The answer is that ALL azaleas (evergreen and deciduous) are the product of hundreds of years of breeding from a relatively few species of deciduous and (even fewer) evergreen Chinese/Japanese rhododendron species. Rhododendron indicum (Japan) has resulted in many series of hybrids (Nakahari/Wilson 50 etc). Rhododendron species (deciduous) from China and USA are responsible for the breeding of all the main strains of the wonderful and hugely confusing deciduous azaleas which I have been picturing in the last week. Ghent azaleas, Knaphill azaleas, Exbury azaleas (plus loads of USA breeding). However they (deciduous) all go back to Rhododendron prinophyllum, Rhododendron mucronulatum, Rhododendron occidentale, Rhododendron mollis, Rhododendron vucosum etc etc.

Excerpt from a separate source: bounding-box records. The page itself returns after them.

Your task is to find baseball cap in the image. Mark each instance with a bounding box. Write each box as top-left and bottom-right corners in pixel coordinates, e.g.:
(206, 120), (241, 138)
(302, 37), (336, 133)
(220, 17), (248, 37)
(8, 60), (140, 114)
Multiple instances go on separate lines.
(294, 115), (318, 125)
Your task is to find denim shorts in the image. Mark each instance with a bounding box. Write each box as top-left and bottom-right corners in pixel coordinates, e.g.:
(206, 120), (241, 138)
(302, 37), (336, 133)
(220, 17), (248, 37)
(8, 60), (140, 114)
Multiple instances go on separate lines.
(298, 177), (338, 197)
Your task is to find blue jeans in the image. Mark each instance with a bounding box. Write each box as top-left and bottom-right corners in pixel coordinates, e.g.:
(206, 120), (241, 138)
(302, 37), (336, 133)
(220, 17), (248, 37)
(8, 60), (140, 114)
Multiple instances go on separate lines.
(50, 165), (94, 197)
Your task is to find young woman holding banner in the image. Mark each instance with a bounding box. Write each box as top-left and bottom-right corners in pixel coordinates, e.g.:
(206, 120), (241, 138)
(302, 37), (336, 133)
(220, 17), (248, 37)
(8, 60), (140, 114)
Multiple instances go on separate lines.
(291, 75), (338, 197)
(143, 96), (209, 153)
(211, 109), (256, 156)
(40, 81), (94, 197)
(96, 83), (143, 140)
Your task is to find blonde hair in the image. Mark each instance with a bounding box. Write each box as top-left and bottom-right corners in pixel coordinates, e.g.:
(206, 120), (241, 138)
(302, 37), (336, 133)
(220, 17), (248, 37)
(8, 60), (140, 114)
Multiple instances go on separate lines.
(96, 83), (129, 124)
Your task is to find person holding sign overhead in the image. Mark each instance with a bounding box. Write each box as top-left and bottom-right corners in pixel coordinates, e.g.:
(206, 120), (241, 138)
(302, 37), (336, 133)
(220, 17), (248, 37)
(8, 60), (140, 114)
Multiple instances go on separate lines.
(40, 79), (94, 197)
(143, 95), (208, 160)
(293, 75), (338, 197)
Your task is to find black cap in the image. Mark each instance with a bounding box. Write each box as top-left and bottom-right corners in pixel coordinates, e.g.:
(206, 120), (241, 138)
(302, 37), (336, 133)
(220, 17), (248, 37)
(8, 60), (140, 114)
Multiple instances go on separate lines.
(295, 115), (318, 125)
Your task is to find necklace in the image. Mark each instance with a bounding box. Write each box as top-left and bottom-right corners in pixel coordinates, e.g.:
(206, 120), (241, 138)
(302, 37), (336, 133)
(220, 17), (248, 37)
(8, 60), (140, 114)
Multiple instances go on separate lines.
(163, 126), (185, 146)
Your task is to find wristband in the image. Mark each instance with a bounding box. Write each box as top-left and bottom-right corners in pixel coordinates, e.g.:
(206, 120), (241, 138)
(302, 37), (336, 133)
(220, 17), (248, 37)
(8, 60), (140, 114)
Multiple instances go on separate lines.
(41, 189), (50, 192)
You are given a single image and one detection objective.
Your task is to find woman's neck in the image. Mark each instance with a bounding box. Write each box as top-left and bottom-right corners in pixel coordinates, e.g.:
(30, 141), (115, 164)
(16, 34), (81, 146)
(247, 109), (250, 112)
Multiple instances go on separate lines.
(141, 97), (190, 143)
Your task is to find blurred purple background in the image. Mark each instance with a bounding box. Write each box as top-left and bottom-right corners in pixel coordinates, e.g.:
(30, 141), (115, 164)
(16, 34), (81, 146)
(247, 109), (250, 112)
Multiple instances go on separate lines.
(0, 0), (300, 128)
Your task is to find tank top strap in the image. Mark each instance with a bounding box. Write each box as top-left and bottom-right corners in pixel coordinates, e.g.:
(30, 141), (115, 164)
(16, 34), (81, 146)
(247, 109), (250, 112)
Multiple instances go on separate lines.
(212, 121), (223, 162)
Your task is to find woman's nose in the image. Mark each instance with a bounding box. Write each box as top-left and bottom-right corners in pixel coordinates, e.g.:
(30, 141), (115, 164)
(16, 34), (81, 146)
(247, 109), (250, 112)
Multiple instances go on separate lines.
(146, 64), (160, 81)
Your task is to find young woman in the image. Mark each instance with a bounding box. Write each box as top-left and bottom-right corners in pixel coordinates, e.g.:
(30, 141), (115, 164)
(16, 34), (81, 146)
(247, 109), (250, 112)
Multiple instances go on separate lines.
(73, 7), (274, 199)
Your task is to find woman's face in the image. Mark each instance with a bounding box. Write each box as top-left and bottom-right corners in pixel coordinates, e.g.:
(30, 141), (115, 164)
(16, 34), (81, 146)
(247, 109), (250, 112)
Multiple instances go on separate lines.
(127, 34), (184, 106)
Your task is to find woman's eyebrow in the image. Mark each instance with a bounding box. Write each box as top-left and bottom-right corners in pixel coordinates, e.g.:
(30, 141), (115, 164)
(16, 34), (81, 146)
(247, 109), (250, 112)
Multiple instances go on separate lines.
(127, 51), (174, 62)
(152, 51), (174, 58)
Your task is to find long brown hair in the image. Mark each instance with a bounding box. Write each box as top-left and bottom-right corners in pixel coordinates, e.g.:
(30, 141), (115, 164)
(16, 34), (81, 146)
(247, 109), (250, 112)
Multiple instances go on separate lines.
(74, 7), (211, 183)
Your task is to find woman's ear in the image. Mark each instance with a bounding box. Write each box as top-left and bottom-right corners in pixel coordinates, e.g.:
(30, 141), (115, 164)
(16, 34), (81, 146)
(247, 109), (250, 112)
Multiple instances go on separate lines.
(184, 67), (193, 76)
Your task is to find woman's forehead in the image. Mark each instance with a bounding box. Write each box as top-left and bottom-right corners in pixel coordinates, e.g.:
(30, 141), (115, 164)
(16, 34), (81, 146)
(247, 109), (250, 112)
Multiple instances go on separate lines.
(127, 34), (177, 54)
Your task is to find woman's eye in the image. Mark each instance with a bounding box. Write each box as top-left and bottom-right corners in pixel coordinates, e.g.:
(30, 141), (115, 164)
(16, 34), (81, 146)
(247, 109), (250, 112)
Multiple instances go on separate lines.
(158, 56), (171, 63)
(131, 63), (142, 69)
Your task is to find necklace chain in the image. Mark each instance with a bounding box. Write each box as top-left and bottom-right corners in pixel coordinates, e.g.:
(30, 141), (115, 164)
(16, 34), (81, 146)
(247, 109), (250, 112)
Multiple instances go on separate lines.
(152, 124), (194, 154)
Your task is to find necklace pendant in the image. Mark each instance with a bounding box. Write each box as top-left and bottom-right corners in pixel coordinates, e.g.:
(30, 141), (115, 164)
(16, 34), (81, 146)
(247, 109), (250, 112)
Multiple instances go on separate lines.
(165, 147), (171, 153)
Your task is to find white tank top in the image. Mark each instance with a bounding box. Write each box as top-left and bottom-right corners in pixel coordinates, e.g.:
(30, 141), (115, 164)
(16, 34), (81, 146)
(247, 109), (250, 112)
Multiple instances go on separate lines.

Why was I so thick? It is an obvious answer when you think about it and entirely logical. Now for more research into Mr Galle’s book and the photographs and weird Japanese names. Happy days! Apologies for no photos today, so take a look at the deciduous or evergreen Azaleas you can buy from Burncoose, or just view the pictures on Caerhays of rhododendrons we have raised and bred.
1959 – FJW
A very dry May. The Azaleas well over.
1909 – JCW
Viburnum plicatum nearly at best, Auklandii’s over, Azaleas very good, Fortunei sweet scented good but passing. C montana rubra over, Dalhousi passing, Bardon over, sweet scented Soulangeana hybrids nice.
1905 – JCW
Viburnum plicatum, later Azaleas coming on, no outside seed picked yet. The Arums have begun to be good and Polystichums are at about their best. Laburnums some open.
1901 – JCW
We are now a few days ahead of last year, being perhaps four or five days later than the above.
1900 – JCW
Most of the Pink Thorn in flower. I have picked H Irving but it is hardly ripe. Edgeworthi and Dalhousi are very good. Eremuri are opening. Carmine pillar good.
1898 – JCW
Pink Thorns coming out well. I have picked most of H Irving and G Spur, some Tenby.